Engagement - researching learning

Researching engagement, ie learner behaviours and experiences
I can do my best to teach you, but I can't do the learning for you

Even the much maligned metaphor of the student as an empty vessel requires that they should open their mind for it to be filled. Thus, as many ministries of education have realised, student engagement is a sine qua non of effective education.

Engagement, subdivided into Experience and Employability. Experience is split into Student Retention, Widening Participation, Programme Satisfaction and Student Performance. Employability is split into Transferable Skills, Individual Skills Development and Co-curriculum

Click on the headings in the text below to find out more.

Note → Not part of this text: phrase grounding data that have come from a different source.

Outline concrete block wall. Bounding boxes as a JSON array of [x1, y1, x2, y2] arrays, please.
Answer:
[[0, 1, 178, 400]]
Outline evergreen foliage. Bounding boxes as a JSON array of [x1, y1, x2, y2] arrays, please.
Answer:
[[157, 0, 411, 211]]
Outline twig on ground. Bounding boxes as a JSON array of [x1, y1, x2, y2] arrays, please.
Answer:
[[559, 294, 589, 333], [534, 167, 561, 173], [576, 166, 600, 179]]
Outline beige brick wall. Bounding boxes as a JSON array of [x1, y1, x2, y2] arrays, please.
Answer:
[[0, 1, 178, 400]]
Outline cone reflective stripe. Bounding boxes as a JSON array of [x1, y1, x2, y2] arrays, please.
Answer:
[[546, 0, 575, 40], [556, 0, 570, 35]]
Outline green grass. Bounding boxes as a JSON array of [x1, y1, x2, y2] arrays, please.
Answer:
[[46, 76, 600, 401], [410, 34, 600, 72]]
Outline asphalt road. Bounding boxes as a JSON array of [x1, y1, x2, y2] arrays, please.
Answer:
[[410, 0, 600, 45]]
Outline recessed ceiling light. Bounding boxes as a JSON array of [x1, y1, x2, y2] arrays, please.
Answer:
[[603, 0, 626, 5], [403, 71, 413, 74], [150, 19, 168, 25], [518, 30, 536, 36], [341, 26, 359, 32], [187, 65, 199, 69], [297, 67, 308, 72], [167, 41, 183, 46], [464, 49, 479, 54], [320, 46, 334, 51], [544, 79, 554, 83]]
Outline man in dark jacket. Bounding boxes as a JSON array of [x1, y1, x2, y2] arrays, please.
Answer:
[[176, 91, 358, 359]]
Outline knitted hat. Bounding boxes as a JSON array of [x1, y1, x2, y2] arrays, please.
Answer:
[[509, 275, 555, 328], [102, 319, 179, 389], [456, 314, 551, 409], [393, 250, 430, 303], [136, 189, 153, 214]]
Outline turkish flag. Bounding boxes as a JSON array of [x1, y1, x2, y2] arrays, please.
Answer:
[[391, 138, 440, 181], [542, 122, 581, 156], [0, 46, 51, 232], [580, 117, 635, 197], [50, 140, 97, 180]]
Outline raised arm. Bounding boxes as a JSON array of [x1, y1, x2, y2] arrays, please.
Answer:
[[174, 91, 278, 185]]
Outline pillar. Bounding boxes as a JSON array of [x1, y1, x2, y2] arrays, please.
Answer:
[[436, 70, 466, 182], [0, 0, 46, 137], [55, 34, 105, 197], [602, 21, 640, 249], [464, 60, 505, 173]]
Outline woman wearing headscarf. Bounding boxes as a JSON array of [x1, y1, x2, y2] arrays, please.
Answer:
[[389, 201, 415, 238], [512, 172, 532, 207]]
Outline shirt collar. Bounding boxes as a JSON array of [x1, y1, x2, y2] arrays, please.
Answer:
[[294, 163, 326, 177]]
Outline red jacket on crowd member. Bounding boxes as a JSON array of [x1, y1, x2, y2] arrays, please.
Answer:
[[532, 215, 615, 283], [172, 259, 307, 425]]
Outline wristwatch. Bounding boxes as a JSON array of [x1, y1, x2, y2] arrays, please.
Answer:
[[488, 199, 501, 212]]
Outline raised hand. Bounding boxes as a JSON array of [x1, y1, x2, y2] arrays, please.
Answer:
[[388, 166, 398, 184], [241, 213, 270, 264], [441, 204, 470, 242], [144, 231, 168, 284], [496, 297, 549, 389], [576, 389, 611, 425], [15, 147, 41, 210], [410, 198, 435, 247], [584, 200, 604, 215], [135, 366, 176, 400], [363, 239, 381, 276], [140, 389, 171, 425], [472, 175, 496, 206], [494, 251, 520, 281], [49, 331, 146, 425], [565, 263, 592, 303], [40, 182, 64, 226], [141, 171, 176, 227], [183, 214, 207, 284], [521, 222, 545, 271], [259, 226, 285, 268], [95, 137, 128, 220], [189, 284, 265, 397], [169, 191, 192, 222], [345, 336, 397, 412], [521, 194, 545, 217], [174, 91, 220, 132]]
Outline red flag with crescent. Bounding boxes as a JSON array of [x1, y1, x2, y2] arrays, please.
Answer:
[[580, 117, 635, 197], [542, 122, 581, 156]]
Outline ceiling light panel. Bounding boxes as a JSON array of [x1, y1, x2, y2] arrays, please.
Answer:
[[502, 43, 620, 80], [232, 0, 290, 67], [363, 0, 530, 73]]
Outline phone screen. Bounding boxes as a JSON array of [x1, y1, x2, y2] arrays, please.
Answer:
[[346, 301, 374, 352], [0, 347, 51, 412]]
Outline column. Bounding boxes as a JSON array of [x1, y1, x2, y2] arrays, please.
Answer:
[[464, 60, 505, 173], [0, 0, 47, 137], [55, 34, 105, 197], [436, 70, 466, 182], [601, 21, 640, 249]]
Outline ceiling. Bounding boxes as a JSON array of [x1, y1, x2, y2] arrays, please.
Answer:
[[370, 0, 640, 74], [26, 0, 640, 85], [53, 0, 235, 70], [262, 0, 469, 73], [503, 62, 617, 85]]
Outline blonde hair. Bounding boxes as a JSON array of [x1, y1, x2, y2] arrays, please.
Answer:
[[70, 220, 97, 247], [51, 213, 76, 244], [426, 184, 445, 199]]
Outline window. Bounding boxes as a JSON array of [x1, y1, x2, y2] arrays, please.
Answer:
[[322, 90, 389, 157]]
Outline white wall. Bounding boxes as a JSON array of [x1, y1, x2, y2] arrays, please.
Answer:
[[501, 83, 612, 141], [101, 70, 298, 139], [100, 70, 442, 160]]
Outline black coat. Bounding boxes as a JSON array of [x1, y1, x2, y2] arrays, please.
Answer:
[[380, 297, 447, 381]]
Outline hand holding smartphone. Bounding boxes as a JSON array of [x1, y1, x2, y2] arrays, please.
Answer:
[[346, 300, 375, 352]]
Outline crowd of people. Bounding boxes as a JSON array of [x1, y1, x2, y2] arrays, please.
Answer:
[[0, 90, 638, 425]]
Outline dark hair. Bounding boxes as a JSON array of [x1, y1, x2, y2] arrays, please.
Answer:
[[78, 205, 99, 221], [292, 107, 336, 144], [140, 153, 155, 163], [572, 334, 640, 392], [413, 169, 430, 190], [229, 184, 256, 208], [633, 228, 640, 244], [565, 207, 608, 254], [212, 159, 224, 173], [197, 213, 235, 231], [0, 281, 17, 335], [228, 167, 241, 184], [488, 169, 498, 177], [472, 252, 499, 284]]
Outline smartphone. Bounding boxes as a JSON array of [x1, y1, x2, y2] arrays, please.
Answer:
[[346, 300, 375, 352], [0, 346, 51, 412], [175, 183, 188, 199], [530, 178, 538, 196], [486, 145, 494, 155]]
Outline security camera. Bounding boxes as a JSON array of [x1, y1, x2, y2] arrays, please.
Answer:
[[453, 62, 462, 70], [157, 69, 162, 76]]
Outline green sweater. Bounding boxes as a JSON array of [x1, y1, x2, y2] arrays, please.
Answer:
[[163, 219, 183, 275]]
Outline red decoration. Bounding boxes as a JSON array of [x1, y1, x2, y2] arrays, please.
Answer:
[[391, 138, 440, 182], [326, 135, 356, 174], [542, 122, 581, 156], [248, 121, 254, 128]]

A lot of projects are concerned with the student journey from induction to graduation (and beyond). A valuable insight can be gained through "constructive alignment" (Biggs 1996). This means aligning assessments with desired learning outcomes (three essays in three hours is a limited life-skill), content (discipline and skills) with assessments (not random tricks of memory), student aspirations with content (they don't all want to join in your research into the role of double entry book-keeping in Marxist thought.)


It may be argued that higher education is not the same as vocational training and thus it is not our primary mission to make students employable, but it can hardly be argued that it is part of our job to make them unemployable. Increasing emphasis therefore is laid on the development of relevant skills. What are "relevant skills"? It is not our task to give employers what they want in graduates, but what they need, which imposes a greater responsibility for research and academic judgement than a tick-box questionnaire to employers.


Biggs, J., 1996. Enhancing teaching through constructive alignment. Higher education, 32(3), pp.347-364.